Ormai, lo sappiamo tutti, è ufficiale: Santa Sofia tornerà a essere una Moschea. Il 10 luglio il Consiglio di stato turco ha annullato il decreto con cui Atatürk aveva trasformato lo storico sito in un museo. Nessuna polemica, per carità. Nella sua storia millenaria la struttura è stata prima adibita a Basilica cristiana (360), poi a Moschea (1453) e infine a Museo nel 1935. Appare dunque ormai sterile rivendicare la supremazia di un culto o dell’altro, mentre può essere più interessante analizzare le ragioni politiche di questa svolta voluta da Erdoğan.
Non è ovviamente questa la sede per farlo, motivo per cui volgiamo la nostra attenzione all’aspetto che più ci pertiene: quello artistico. Infatti nei 1500 anni di consacrazione cattolica Santa Sofia si è fregiata di numerose opere d’arte, soprattutto mosaici di stampo bizantino, il cui destino è apparso incerto dopo la svolta islamica voluta presidente turco. Nonostante il pericolo di una rimozione (o peggio) apparisse comunque remoto, l’atteggiamento iconoclasta aveva già iniziato ad adombrare il dorato splendore di queste opere.
A chiarire i dubbi ci ha pensato il portavoce di Erdoğan, che ha dichiarato che i mosaici raffiguranti le icone cristiane saranno coperti durante le celebrazioni islamiche. Ad essere interessati sono in particolare le opere rivolte verso est, quindi verso La Mecca, indirizzo delle preghiere dei fedeli. Tra questi spiccano i mosaici la Vergine Maria e l’arcangelo Gabriele. Così facendo possono essere scoperti durante gli orari di visita – solitamente sempre densi: solamente nel 2019 il museo è stato visitato da 3 milioni di persone. Per quanto riguarda le decorazioni sulle volte e le cupole – raffiguranti Gesù, santi, angeli, imperatori – sono state studiate tecniche di illuminazioni per mettere in ombra le icone cattoliche.
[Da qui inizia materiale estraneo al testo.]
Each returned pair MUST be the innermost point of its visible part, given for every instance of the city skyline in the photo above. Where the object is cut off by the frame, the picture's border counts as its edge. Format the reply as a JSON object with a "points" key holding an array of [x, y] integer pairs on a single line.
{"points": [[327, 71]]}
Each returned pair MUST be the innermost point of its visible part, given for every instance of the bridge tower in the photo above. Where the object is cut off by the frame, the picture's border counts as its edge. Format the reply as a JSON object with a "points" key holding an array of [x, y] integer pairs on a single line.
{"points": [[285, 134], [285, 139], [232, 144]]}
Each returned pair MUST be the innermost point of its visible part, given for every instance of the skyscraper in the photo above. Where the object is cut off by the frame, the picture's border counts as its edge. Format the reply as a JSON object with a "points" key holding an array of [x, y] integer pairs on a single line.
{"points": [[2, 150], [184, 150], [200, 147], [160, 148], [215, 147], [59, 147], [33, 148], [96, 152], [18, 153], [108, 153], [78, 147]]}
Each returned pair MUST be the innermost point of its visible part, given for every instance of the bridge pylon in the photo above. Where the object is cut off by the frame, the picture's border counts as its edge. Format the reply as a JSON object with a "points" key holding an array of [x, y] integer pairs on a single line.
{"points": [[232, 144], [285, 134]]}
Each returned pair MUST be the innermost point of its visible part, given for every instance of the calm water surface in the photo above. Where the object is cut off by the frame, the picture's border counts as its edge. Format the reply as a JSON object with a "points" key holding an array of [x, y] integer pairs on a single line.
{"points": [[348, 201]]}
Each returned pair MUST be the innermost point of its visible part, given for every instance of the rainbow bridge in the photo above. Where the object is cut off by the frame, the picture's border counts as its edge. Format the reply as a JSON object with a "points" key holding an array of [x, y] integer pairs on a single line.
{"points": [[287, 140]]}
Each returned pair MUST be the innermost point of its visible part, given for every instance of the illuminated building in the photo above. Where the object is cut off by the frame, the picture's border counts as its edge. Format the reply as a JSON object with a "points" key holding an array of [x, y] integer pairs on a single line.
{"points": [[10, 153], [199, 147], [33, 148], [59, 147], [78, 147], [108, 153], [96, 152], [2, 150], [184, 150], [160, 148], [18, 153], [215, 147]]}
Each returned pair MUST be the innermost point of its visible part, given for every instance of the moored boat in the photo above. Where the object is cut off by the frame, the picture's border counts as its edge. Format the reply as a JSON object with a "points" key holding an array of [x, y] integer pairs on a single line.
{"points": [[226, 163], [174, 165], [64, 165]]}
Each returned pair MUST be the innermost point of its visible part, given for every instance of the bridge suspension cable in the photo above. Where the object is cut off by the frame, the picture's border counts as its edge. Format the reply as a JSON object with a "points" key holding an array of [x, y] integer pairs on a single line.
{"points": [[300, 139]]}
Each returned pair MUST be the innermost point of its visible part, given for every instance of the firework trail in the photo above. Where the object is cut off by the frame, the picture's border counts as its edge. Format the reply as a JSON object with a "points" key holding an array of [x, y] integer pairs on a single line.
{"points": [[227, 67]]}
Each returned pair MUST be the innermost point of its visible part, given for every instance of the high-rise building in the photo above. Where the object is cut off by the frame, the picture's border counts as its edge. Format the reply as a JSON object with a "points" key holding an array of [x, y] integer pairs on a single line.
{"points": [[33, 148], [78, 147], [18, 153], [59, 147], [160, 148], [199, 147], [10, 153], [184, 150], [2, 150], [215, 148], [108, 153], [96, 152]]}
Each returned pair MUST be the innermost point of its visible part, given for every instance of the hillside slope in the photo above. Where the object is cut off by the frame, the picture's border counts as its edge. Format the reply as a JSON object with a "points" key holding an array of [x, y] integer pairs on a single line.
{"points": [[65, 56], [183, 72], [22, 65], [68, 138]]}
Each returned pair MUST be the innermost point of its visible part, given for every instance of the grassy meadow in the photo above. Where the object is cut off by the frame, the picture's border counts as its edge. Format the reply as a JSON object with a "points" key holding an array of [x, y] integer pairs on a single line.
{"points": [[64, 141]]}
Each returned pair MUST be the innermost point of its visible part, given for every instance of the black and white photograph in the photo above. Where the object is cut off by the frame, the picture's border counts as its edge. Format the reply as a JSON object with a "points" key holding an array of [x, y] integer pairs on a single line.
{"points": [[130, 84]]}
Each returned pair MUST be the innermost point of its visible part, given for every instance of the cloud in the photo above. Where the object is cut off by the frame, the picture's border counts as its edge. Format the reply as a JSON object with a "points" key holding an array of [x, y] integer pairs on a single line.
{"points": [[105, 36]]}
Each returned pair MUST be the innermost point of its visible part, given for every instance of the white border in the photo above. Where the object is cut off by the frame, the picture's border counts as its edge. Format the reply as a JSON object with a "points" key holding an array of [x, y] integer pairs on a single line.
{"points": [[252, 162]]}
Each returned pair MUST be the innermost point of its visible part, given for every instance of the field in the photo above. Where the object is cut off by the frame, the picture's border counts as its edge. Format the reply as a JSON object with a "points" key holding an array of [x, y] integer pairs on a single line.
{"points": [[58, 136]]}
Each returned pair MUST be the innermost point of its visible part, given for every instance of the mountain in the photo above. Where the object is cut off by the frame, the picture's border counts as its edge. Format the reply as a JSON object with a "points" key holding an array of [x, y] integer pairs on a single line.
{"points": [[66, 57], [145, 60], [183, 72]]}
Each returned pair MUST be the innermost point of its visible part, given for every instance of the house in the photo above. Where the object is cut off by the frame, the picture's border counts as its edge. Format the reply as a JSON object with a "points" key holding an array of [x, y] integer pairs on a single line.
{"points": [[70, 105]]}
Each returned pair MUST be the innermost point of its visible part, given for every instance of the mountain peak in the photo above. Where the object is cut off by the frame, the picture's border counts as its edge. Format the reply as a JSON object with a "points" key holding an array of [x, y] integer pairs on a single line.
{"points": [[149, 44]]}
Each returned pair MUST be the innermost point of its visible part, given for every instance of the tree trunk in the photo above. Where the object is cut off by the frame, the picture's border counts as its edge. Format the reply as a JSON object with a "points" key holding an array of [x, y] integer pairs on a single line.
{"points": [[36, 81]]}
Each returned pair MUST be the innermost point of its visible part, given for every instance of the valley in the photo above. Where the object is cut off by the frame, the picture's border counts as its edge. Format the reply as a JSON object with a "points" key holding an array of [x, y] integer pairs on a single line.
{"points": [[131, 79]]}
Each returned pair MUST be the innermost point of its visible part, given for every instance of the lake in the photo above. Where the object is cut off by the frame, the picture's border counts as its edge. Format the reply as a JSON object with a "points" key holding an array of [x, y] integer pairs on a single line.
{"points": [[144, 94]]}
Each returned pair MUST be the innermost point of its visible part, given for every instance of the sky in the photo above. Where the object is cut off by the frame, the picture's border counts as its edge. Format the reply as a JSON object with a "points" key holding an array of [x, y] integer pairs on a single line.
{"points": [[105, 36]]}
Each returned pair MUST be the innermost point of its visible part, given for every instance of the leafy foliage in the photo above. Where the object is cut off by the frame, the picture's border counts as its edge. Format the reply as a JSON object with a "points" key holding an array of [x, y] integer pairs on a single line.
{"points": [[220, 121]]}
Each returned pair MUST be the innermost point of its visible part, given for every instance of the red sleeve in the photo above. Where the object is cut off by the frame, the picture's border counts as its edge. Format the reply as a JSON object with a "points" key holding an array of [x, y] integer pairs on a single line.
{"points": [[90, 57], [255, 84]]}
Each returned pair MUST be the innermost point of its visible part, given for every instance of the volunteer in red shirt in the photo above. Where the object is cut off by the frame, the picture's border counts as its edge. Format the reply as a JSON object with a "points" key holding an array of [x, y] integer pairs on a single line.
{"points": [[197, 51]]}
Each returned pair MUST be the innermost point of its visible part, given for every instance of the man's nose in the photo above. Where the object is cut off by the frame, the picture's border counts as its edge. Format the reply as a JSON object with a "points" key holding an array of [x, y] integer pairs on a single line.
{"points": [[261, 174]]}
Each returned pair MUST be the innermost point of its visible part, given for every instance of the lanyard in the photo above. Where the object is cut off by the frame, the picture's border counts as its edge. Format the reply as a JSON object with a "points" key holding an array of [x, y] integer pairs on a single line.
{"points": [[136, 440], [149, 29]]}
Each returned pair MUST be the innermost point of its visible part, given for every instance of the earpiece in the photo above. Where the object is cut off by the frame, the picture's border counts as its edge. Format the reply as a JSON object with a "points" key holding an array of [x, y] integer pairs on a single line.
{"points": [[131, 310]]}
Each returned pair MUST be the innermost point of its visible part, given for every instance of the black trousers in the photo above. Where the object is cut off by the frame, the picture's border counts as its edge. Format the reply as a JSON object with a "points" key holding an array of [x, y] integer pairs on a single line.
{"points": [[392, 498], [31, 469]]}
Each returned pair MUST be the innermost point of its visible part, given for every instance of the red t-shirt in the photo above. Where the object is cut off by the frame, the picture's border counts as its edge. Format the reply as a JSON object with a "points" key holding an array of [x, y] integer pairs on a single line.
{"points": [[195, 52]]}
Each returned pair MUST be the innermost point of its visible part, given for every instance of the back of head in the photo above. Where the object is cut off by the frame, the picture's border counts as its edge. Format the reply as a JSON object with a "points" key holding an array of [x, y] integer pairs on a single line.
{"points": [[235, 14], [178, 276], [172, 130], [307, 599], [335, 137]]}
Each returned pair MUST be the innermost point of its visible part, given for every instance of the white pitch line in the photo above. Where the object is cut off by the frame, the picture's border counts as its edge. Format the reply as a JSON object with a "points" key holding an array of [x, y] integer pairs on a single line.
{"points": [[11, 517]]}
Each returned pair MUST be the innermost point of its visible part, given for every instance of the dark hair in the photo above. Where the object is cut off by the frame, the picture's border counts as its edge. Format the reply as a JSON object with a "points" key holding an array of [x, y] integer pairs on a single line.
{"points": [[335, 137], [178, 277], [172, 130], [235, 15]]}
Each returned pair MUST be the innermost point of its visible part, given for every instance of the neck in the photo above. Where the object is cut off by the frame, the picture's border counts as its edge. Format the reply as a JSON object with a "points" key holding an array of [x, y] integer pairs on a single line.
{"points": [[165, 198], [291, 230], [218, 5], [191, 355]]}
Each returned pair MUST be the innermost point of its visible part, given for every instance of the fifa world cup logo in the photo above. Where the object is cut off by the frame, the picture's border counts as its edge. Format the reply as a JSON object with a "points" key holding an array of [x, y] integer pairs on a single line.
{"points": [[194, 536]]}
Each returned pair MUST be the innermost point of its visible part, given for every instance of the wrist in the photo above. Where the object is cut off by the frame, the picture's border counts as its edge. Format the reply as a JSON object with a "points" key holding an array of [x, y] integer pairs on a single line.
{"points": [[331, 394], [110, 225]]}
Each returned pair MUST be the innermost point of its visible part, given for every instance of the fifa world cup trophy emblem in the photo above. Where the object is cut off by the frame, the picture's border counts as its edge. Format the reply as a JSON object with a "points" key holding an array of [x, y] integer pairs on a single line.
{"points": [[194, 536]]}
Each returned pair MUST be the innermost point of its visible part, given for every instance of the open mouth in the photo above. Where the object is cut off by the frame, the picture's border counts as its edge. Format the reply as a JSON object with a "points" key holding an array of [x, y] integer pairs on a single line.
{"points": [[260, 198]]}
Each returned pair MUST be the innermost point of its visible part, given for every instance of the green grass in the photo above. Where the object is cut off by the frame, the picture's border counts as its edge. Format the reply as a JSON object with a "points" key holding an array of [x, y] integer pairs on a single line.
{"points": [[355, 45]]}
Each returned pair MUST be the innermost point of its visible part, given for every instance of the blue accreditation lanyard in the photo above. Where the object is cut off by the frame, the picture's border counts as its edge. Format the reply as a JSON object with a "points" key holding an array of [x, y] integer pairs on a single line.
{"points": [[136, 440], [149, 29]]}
Una soluzione che pare un ottimo compromesso, capace di mantenere vivo il fascino di questo tempio al centro delle interazioni tra Europa e Asia. Una svolta al momento positiva, dunque, che non lascia però tranquillo lo scenario internazionale. Sono stati diversi infatti, nei secoli, gli episodi di distruzioni o danneggiamento sono stati numerosi. Tanto che lo storico dell’arte Gary Vikan, specializzato in arte bizantina, ha affermato a Art Newspaper : “Non c’è niente che sta tra un iconoclasta e i mosaici“. Un timore importante, che speriamo rimanga tale.